Consumer group sues over Missouri insurance rates
By HEATHER HOLLINGSWORTH, Associated Press
Oct 1, 2014 5:32 PM CDT

KANSAS CITY, Mo. (AP) — A Missouri consumer group announced Wednesday that it has sued the U.S. Department of Health and Human Services in the latest effort to obtain information used to justify the rates consumers will pay for insurance on the federally run online marketplace.

The Consumer Council of Missouri filed the complaint in federal court in St. Louis on Tuesday, one day after the health care advocacy group Citizen Action Wisconsin filed a state records request seeking insurance rate information. Ten national consumer organizations and 56 state consumer organizations petitioned HHS in April to make more rate information public.

HHS's Centers for Medicare and Medicaid Services didn't immediately respond to an email to its press office seeking comment.

The Consumer Council of Missouri's lawsuit said that the federal health insurance law requires the agency to make the rate information public so consumers have the chance to challenge the costs they pay for health insurance. But the suit, which cites the Freedom of Information Act, alleges that HHS has failed to provide records the consumer group requested last month. The consumer group is seeking information about the health insurers planning to offer policies next year, the rates the insurers plan to charge and the justifications for those rates.

Cynthia Cox, a senior policy analyst for the Kaiser Family Foundation, said Missouri doesn't review rates itself and relies on the federal government to do so. Eight insurers are planning to offer Missouri policies on the exchange next year, but a quick search of a website used by insurers revealed just one of the plans, Cox said.

The lawsuit notes that the open enrollment period for next year's insurance plans begins Nov. 15 and asked for the rate information to be provided quickly.

More than 30 states already have released their 2015 insurance exchange rates.

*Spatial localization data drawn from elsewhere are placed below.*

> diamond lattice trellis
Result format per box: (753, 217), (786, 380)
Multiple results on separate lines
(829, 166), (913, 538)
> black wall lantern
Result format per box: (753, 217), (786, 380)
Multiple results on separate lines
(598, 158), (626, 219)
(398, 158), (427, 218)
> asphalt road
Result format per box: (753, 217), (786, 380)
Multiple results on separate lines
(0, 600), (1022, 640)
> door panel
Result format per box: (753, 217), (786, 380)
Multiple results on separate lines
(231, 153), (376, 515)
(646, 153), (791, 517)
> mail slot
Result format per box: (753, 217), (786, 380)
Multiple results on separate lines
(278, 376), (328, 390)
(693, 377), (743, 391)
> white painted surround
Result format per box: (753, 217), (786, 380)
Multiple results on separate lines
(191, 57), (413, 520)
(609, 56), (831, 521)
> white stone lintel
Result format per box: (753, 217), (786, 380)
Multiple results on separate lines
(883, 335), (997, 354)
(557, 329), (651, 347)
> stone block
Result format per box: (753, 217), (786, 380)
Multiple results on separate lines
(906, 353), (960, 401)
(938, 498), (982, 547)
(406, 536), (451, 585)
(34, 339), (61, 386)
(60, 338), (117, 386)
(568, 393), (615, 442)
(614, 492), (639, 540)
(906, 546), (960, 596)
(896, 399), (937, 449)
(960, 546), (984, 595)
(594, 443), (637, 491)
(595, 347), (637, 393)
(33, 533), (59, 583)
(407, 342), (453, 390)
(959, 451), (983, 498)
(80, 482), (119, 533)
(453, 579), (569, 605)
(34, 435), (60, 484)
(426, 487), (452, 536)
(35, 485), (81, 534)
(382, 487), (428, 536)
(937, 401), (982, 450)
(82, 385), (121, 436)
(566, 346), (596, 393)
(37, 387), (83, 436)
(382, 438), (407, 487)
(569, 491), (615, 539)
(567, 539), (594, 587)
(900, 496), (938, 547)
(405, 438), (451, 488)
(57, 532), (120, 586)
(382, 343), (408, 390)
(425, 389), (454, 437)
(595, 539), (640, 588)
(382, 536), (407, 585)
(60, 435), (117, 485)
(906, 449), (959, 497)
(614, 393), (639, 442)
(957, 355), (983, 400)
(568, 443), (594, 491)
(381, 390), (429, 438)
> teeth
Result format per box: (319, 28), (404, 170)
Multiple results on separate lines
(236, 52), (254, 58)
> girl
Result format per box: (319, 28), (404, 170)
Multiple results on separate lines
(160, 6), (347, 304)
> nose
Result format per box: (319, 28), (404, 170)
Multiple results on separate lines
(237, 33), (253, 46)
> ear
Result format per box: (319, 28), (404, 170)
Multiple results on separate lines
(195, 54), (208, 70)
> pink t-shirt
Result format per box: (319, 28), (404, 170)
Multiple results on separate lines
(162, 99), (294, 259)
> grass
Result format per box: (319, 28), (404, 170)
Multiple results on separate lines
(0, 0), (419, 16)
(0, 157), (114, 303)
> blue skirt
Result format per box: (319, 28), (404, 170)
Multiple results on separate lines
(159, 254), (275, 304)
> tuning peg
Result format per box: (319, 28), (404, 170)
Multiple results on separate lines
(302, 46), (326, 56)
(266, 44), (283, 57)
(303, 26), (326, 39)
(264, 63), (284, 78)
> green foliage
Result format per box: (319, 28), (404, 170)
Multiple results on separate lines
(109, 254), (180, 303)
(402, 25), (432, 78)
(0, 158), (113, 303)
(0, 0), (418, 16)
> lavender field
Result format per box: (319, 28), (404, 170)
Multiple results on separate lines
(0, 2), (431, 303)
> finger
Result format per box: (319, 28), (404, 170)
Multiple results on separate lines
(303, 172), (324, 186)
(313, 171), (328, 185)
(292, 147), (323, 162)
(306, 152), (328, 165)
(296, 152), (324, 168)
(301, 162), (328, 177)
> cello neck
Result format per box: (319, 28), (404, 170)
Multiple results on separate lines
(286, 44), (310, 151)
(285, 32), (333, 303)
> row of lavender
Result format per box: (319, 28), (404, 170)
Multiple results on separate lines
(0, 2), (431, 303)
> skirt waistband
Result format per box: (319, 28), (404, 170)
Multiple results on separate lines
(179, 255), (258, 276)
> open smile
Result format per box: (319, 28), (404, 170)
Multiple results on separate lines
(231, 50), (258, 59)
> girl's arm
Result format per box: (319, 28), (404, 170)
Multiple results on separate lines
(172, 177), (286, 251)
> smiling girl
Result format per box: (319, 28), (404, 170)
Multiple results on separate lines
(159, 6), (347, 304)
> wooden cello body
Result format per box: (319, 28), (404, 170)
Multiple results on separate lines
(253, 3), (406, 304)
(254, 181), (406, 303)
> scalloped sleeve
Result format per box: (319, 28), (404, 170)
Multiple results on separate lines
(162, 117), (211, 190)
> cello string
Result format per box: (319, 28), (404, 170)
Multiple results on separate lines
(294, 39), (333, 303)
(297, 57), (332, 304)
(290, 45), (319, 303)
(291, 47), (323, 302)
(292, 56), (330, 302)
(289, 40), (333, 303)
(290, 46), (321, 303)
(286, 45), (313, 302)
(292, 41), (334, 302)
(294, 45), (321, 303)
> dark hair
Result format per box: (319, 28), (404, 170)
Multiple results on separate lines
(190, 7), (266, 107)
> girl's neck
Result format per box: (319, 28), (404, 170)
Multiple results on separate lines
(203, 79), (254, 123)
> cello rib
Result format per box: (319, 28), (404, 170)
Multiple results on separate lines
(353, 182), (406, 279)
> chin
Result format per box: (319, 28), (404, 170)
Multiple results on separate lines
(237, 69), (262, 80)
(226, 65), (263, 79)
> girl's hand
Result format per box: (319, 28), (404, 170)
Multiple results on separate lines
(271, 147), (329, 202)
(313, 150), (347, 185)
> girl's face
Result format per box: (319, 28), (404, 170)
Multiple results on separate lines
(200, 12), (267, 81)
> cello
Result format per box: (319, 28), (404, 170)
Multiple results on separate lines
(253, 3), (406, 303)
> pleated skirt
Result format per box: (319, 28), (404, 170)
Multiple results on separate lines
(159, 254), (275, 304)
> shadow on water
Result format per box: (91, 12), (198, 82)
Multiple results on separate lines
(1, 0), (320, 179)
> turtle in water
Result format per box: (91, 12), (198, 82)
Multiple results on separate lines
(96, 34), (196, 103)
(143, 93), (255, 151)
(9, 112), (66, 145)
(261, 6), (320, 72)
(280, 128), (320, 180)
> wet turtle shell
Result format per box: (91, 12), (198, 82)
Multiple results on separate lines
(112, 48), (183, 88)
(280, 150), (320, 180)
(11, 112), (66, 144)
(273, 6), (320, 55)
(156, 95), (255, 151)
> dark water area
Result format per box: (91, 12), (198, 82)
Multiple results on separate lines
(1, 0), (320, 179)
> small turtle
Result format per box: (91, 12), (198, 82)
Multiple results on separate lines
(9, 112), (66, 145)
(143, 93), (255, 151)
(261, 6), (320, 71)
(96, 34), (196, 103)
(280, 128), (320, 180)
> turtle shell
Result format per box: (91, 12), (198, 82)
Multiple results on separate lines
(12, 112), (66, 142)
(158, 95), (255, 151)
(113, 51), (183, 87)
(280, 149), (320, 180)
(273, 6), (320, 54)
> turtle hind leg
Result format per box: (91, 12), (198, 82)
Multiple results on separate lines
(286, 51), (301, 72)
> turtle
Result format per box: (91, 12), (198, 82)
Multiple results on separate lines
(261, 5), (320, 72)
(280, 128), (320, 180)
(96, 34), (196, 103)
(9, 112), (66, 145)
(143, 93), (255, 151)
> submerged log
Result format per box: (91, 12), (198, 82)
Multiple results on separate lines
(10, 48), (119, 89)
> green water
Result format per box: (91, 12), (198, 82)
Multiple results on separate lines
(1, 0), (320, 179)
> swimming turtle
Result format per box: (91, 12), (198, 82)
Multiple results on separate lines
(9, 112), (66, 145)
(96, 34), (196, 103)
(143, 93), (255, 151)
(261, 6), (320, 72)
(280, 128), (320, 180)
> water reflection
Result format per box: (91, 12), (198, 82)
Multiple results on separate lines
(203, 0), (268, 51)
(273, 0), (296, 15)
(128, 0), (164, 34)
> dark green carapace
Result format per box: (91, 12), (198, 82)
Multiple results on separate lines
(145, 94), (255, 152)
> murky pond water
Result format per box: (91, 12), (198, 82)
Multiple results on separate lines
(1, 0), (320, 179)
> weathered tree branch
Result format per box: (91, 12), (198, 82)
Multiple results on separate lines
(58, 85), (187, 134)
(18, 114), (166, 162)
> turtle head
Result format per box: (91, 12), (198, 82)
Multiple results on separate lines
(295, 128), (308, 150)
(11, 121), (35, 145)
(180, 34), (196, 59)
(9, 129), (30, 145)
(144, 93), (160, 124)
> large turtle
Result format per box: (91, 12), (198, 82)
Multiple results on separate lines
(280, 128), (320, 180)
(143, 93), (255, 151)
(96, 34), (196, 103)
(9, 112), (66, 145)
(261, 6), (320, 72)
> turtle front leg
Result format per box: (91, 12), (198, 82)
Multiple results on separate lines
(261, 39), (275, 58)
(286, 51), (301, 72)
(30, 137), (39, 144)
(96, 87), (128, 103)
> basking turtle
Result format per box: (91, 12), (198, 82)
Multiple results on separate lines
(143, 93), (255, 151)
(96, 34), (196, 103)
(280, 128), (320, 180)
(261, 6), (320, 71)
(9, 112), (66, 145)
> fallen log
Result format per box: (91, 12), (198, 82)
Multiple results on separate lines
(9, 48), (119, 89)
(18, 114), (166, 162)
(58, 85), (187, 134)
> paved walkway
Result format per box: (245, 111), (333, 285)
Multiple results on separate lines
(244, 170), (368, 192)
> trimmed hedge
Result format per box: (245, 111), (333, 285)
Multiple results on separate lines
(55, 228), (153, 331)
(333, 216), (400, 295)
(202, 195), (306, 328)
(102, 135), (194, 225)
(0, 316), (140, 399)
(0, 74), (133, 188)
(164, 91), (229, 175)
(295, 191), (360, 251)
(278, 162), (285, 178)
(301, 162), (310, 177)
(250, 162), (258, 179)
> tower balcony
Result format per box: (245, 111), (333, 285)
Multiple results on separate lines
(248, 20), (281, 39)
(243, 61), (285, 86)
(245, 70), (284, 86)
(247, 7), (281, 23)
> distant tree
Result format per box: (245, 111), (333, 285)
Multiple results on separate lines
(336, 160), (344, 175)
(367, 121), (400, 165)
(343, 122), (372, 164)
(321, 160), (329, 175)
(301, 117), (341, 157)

But Missouri, along with Oklahoma, Texas, Wyoming and Alabama, don't release rate filing information until the sign-up period begins, the Consumer Council of Missouri said.

"The Consumer Council is offended that because state law is nonexistent, Missourians are disadvantaged in the implementation of this federal law," said Joan Bray, executive director of the Consumers Council of Missouri in a teleconference with reporters.

Citizen Action of Wisconsin said that the Wisconsin Office of the Commissioner of Insurance released partial data last week showing the rate increase averages for existing plans on the health exchange. But the group said in a news release that it wanted more information, including details about plans being offered by new insurance companies entering the online marketplace.

"The public can only work to hold insurers accountable if they can view the rate filings," said Dena Mendelsohn, a health policy analyst at Consumers Union, a national consumer rights organization, in a written statement.